On March 13, Washington Governor Jay Inslee signed bill HB 1298, the Washington Fair Chance Act (“WFCA”), which will make it unlawful for an employer to include any question on any application for employment, inquire either orally or in writing, receive information through a criminal history background check, or otherwise obtain information about an applicant’s criminal record (arrests or convictions) until after the employer initially determines that the applicant is “otherwise qualified” for the position.
The Act goes into effect on June 7, 2018. Washington is the eleventh state nationwide to enact a “ban-the-box” law that covers both public and private sector employers. All West Coast states and some West Coast cities (including Los Angeles, Portland, and Seattle) have now enacted similar laws.
“Employer” is defined broadly under the WFCA to include “public agencies, private individuals, businesses and corporations, contractors, temporary staffing agencies, training and apprenticeship programs, and job placement, referral, and employment agencies.”

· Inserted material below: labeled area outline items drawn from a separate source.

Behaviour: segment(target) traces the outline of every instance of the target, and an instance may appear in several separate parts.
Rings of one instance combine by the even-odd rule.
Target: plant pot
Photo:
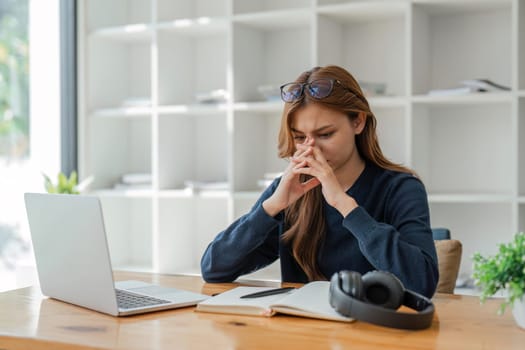
[[[512,315],[514,316],[514,320],[516,320],[518,326],[525,329],[525,297],[514,301],[514,305],[512,306]]]

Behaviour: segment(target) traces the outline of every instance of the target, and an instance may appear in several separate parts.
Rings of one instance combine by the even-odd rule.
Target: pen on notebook
[[[284,287],[284,288],[268,289],[268,290],[263,290],[262,292],[243,295],[241,296],[241,299],[260,298],[260,297],[265,297],[268,295],[281,294],[281,293],[289,292],[292,289],[295,289],[295,288],[294,287]]]

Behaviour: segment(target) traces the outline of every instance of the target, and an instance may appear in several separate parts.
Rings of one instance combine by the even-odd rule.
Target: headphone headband
[[[417,313],[399,312],[354,298],[341,289],[338,273],[332,276],[329,298],[330,305],[340,314],[385,327],[425,329],[430,327],[434,316],[432,301],[410,290],[404,291],[403,305]]]

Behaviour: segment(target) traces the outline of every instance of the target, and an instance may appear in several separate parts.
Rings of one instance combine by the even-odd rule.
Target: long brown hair
[[[344,68],[338,66],[315,67],[302,73],[295,82],[306,83],[320,78],[336,80],[329,96],[317,100],[308,93],[299,99],[285,103],[279,131],[279,157],[289,158],[295,153],[291,132],[295,112],[309,103],[318,103],[342,112],[353,121],[364,117],[363,131],[356,135],[355,143],[359,155],[366,161],[381,168],[405,173],[414,172],[388,160],[379,147],[376,134],[377,120],[357,80]],[[325,236],[325,216],[321,186],[317,186],[285,210],[287,229],[283,241],[291,246],[292,254],[306,273],[309,280],[327,279],[317,264],[317,253]]]

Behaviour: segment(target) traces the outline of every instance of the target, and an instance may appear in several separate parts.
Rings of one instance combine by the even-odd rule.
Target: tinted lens
[[[281,98],[284,102],[292,102],[299,97],[301,97],[303,93],[303,85],[297,84],[297,83],[290,83],[281,86]]]
[[[330,79],[314,80],[310,84],[308,84],[308,93],[313,98],[325,98],[326,96],[330,95],[333,86],[334,82]]]

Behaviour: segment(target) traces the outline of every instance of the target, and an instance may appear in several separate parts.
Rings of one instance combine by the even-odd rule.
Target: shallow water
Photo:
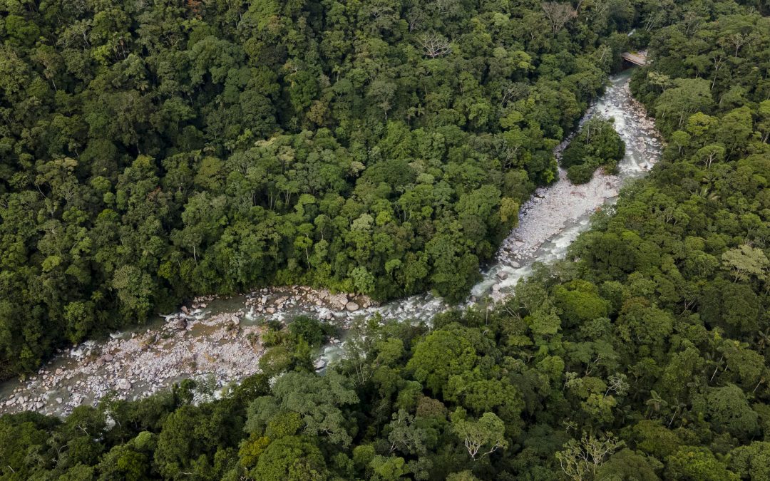
[[[563,257],[580,232],[590,226],[597,210],[614,202],[622,183],[640,177],[658,161],[661,142],[652,119],[628,91],[628,72],[611,78],[605,93],[581,122],[596,115],[614,119],[626,143],[616,175],[597,172],[581,185],[573,185],[560,172],[559,179],[539,189],[522,206],[519,225],[497,252],[495,262],[481,272],[465,306],[485,304],[510,295],[535,262]],[[557,153],[567,142],[557,148]],[[346,309],[355,302],[360,308]],[[452,306],[430,293],[369,306],[362,296],[347,297],[306,287],[263,289],[228,299],[198,299],[182,316],[172,313],[111,339],[89,341],[65,350],[25,381],[0,386],[0,413],[22,409],[65,415],[82,404],[95,404],[112,394],[139,399],[189,377],[207,377],[216,387],[238,381],[258,370],[264,349],[259,333],[266,320],[283,320],[310,313],[344,328],[353,317],[380,314],[385,319],[429,321]],[[187,308],[186,308],[187,309]],[[173,326],[182,316],[185,326]],[[338,358],[344,342],[333,339],[320,353],[317,366]]]

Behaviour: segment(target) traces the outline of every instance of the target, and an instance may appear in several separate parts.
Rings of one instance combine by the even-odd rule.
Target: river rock
[[[118,381],[118,389],[126,391],[131,389],[131,382],[129,382],[128,379],[120,379]]]

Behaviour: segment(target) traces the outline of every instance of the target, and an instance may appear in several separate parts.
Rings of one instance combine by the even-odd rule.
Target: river
[[[522,206],[518,226],[502,243],[494,263],[481,272],[482,280],[464,305],[505,299],[534,262],[563,257],[578,234],[588,229],[591,215],[611,207],[621,185],[644,175],[660,158],[660,137],[652,119],[631,98],[629,76],[627,71],[611,77],[604,94],[581,121],[596,115],[614,119],[626,144],[618,174],[597,172],[591,182],[573,185],[560,171],[556,182],[539,189]],[[557,154],[566,143],[557,148]],[[310,313],[343,329],[358,316],[427,321],[450,307],[430,293],[377,306],[363,296],[298,286],[259,289],[228,299],[201,298],[149,325],[61,351],[26,379],[6,381],[0,386],[0,413],[34,410],[63,416],[105,396],[136,399],[185,378],[206,379],[212,388],[238,381],[258,370],[264,352],[259,334],[266,320]],[[333,360],[343,344],[331,339],[317,366]]]

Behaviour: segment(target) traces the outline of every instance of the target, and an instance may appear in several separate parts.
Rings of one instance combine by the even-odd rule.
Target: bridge
[[[621,58],[634,65],[644,67],[647,65],[647,55],[644,52],[638,52],[631,53],[630,52],[624,52],[621,54]]]

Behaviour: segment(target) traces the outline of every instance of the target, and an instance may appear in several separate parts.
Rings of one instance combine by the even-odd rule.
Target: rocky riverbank
[[[366,296],[306,286],[263,289],[233,299],[198,298],[149,329],[60,352],[5,393],[0,413],[65,416],[107,396],[138,399],[180,379],[204,376],[220,387],[257,372],[266,321],[310,312],[344,328],[356,312],[372,306]]]
[[[617,174],[597,172],[591,182],[573,185],[562,172],[554,184],[538,189],[522,207],[518,227],[502,243],[497,262],[483,272],[467,304],[487,295],[493,301],[505,299],[534,262],[563,256],[588,228],[591,215],[618,195],[622,182],[644,175],[660,157],[661,141],[652,119],[631,97],[628,75],[613,78],[584,119],[597,114],[614,119],[626,143]],[[0,413],[26,409],[65,415],[111,393],[137,399],[184,378],[211,376],[215,387],[238,381],[258,369],[265,321],[307,313],[345,329],[357,316],[429,320],[449,307],[430,293],[378,306],[365,296],[303,286],[266,288],[232,299],[199,298],[149,329],[85,342],[62,352],[35,376],[7,382],[0,391]],[[340,355],[340,344],[333,344],[317,367]]]

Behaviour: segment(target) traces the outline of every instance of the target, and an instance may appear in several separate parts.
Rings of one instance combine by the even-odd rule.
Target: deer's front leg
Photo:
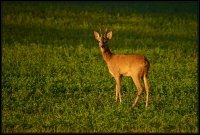
[[[120,91],[121,77],[117,76],[117,77],[115,77],[115,80],[116,80],[116,102],[118,101],[118,98],[119,98],[119,102],[121,103],[121,101],[122,101],[121,91]]]

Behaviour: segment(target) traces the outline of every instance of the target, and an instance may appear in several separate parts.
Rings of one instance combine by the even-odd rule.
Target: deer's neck
[[[101,48],[101,52],[102,52],[103,58],[106,62],[108,62],[113,55],[113,53],[110,51],[109,47]]]

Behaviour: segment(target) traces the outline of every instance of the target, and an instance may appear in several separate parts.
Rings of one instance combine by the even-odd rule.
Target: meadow
[[[2,2],[2,133],[197,133],[197,2]],[[93,31],[113,53],[150,61],[122,103]]]

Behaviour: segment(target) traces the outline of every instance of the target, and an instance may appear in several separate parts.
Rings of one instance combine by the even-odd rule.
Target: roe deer
[[[144,81],[144,86],[146,89],[146,110],[148,109],[148,101],[149,101],[149,84],[148,84],[148,70],[150,67],[150,63],[147,58],[143,55],[122,55],[122,54],[114,54],[110,51],[108,46],[108,40],[112,38],[112,31],[107,32],[101,36],[99,33],[94,31],[95,39],[99,42],[99,48],[103,55],[103,59],[105,60],[109,72],[115,78],[116,81],[116,102],[119,101],[121,103],[121,93],[120,93],[120,82],[122,76],[131,76],[133,82],[138,91],[138,95],[133,102],[132,107],[134,107],[138,100],[142,95],[142,85],[141,79]]]

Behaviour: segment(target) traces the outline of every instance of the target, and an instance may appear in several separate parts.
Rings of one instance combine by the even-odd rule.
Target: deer
[[[101,32],[101,30],[100,30]],[[98,41],[100,51],[103,59],[107,64],[110,74],[116,81],[116,102],[121,103],[121,79],[123,76],[130,76],[137,88],[137,97],[132,103],[134,108],[141,98],[143,80],[144,87],[146,90],[146,110],[148,110],[149,102],[149,83],[148,83],[148,71],[150,68],[150,62],[148,59],[141,54],[114,54],[110,51],[108,41],[112,38],[112,31],[105,30],[104,34],[100,35],[94,31],[94,37]]]

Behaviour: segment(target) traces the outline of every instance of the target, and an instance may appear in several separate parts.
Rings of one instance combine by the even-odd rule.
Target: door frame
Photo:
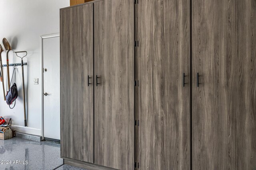
[[[40,69],[41,70],[41,136],[42,139],[44,139],[44,46],[43,41],[44,39],[48,38],[55,38],[60,37],[60,33],[55,33],[50,34],[46,34],[41,35],[40,36],[40,59],[41,64]]]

The new law will not apply to:
- Any employer hiring a person who will or may have unsupervised access to children under the age of 18 or a vulnerable adult or person as defined elsewhere in state law;
- Any employer, including a financial institution, who is expressly permitted or required under any federal or state law to inquire into, consider, or rely on information about an applicant’s or employee’s criminal record for employment purposes;
- Certain law enforcement or criminal justice agencies;
- Employers seeking non-employee volunteers; or
- Any entity required to comply with the rules or regulations of a self-regulatory organization, as defined in section 3(a)(26) of the Securities and Exchange Act.
Penalties will start with a notice of violation and offer of agency assistance for the first violation. A second violation can result in monetary penalties up to $750 and up to $1,000 for each subsequent violation.